The 16-nation euro region’s retail sales fell 2.2 percent in July from a year earlier, after a 2.0 percent drop in June, according to a Bloomberg News survey of economists. The European Union’s statistics office will release the report in Luxembourg later today.

The ECB will keep its main refinancing rate at a record low of 1 percent at its meeting today, according to all 58 analysts surveyed by Bloomberg News. Policy makers have cut the benchmark interest rate, flooded banks with cash and started buying 60 billion euros ($86 billion) of covered bonds to revive lending.

U.S. Jobs

The yen appreciated versus the euro yesterday as the payroll report from ADP Employer Services highlighted the risk that consumer spending, which accounts for 70 percent of the U.S. economy, may be slow to gain traction in coming months.

Companies eliminated 298,000 workers in August after a revised drop of 360,000 in the previous month, ADP reported yesterday. The median forecast of 32 economists surveyed by Bloomberg News was for a decrease of 250,000.

“If the fears over the consumer sector elevate and elevate swiftly, that could lead to a bit of equity capitulation, which translates to favorable dollar and yen movements as long as we’re in a risk-relevant environment,” said Jessica Hoversen, a fixed-income and foreign-exchange analyst in Chicago at MF Global Ltd., a brokerage firm.

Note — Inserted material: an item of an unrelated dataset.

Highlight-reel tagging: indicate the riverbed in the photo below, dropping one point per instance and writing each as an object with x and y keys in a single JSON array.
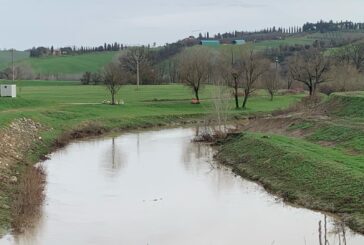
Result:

Employers in the U.S. cut 230,000 workers last month, the smallest decline in a year, according to a separate Bloomberg survey of economists before the Labor Department’s payroll report tomorrow. The unemployment rate is expected to increase to 9.5 percent.

Japan’s Ministry of Finance may say tomorrow that Japanese companies cut capital spending, excluding software, by 23.0 percent in the second quarter, following a 25.3 percent decrease in the previous quarter, another Bloomberg survey showed.